The park was well worth the adventure traveling there. We got to relax by the heavily chlorinated pool (we hear they pump the water from the water hole), eat semi-American food, and go on two Safari walks with our armed guides. We walked right from our hotel down the hill into the park where all the animals freely graze. There were two water holes within sight from our hotel where we would watch the elephants bathe each morning. The hotel was set on a bluff above the water holes about 200 yards, so we had a great view of 100s of wild animals. The elephants were awesome. They are enormous creatures, and they really do kind of run the place. We came within about 30 yards of elephants, and at one point during the adventure they even became agitated to the point that they ran towards. There was about 15 of them, and when they started raising their trunks to smell us along with flapping their huge ears in frustration, the guide was quick enough to predict there anger, so we took off in the opposite direction. Right after that when they had calmed down a bit and stopped running after us, there was a gun shot in the area that sent them running again. I guess it was a poacher of some sort, but he was hunting something in the distance that wasn’t an elephant. During the little hike we were also able to see water buffalo, water bucks, bush buck, cobb, warthog, crocodiles, monkeys, baboons, lots of cool birds, and awesome butterflies. It was a ton of fun, and I am so glad that we had this type of an experience with so many of the African wildlife.
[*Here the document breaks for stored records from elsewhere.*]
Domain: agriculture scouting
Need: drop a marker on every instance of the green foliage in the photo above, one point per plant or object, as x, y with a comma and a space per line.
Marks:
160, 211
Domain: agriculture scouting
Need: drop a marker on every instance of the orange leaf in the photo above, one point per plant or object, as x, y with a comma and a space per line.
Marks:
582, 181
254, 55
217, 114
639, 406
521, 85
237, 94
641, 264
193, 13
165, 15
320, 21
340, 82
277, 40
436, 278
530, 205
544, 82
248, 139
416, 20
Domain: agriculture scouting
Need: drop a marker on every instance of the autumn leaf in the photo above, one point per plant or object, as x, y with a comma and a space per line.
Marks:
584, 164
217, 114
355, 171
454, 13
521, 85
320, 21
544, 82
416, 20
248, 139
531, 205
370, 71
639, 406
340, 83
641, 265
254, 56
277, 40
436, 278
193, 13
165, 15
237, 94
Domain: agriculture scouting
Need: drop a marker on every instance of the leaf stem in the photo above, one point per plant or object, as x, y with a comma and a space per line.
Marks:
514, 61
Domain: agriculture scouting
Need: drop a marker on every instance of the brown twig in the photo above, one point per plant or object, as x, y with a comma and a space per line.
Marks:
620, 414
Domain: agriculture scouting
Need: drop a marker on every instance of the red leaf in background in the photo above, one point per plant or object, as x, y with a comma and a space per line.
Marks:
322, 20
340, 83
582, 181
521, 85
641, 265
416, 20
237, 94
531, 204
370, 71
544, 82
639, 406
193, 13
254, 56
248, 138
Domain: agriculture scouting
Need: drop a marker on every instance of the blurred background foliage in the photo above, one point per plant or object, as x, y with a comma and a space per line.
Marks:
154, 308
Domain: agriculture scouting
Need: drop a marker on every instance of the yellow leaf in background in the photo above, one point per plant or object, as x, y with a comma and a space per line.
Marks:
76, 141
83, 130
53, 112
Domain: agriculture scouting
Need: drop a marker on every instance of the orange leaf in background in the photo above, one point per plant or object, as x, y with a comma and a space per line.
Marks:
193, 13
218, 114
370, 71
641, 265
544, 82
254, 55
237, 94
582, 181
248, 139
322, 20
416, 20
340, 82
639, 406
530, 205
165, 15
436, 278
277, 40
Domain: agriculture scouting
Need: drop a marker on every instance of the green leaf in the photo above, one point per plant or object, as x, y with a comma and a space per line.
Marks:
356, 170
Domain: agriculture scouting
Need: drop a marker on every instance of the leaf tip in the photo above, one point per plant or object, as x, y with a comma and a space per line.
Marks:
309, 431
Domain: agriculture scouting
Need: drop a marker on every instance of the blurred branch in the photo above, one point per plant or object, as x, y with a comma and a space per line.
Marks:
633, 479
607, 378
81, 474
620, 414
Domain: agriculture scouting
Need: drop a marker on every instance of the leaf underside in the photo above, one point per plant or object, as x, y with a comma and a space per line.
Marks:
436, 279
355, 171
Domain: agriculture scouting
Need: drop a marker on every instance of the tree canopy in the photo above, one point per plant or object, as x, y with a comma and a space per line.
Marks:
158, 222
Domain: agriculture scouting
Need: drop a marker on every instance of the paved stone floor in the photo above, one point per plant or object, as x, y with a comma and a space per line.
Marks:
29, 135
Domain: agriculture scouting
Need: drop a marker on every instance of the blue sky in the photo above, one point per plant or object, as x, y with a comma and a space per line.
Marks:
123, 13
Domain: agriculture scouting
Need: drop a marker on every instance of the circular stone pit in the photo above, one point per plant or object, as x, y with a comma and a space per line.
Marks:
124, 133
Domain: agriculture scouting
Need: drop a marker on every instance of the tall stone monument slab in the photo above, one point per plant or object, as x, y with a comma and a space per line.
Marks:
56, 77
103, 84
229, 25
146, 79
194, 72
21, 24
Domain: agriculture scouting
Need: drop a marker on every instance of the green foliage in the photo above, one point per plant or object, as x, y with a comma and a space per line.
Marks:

One of the most entertaining things around the park was the baboons. Let’s just say that they always made sure that they were the center of attention when they were around. There was probably about 30 in the area around the hotel, and they would waltz right into the compound to steal whatever they could get their hands on. Some of the pictures show how close they would get to you. They would walk right up to your table at the restaurant and steal whatever food you had on your plate at the time. At one point a group of the baboons stole a stamp from the office, and a few of the workers had to run down the hill after the group. Amazingly, they did get the stamp back, and it made for some good entertainment anyways. Bethany was a bit spooked by them because they are a bit unpredictable even though they would never harm you. They are so smart, and it is almost like you are dealing with a pesky young kid causing mischief. We loved Mole a ton.

Upon returning from Mole, we immediately got back to work with our research projects in Wiamoase. By now we have tons of great contacts and friends, so things are falling into place a bit more than initially. We only have about five more weeks here, so we are trying to get the bulk of our research done now that we have established ourselves in the community a bit.

Last Sunday was also a fun one because we decided to go to church with Ester, our host mother because she had requested that we come. She is a member of the Salvation Army, which is a fun church to attend because they are quite Pentecostal and they like a good time when they attend their meetings. We were up clapping and dancing, and the band was bumping. Songs like “Onward Christian Soldiers” were blasted by the band of two trombones, three trumpets, two baritones, a base drum and a snare drum. It was a good time, but far from the church meeting we are so accustomed to in our church.